Ci provo! Un’avventura cominciata dodici anni fa a Reda. Avevo solo 8 anni quando, forse un po’ per gioco,  feci il mio primo palleggio, tra tante speranze e la certezza, unica, che lo sport può e deve aiutarti a crescere bene.

Allora, la serie A, la nazionale, gli scudetti non erano altro che quelle parolone magiche racchiuse nella nuvoletta dei sogni più belli, anche per mamma e papà che mi hanno seguito con occhio molto attento fin dalla prima partita.

A 12 anni sono andata a Forlì e il mio allenatore Max Bacchi mi ha insegnato a schiacciare, quel gesto, nuovo per me, l’ho sentito subito mio e l’ho accompagnato da un sorriso grande così. Quel giorno ho capito che non potevo, ma soprattutto non volevo fare a meno della pallavolo. Decido allora, dopo aver strappato il si da mamma e papà, di andare a giocare a Ravenna, in prima divisione.
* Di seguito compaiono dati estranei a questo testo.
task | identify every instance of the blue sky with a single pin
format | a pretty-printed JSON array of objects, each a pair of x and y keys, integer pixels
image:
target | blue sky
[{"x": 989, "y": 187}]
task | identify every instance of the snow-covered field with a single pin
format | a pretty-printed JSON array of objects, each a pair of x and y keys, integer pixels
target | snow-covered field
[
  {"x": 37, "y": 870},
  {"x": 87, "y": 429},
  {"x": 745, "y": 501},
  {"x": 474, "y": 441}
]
Entro in punta di piedi in una realtà nuova, cercando di percepire umori, ansie, e speranze delle mie nuove compagne di avventura, rubando loro qualche segreto, traducendolo poi con “morbida” attenzione in campo. Bel lavoro, sono contenta ma non mi basta. Quei ritagli di tempo rubati alla mia spensieratezza li dedico alla pallavolo, mi alleno più delle altre, da grande voglio fare la giocatrice!
Dopo due anni torno a casa sognando un po’ di vacanze e con un interrogativo grande grande e difficile.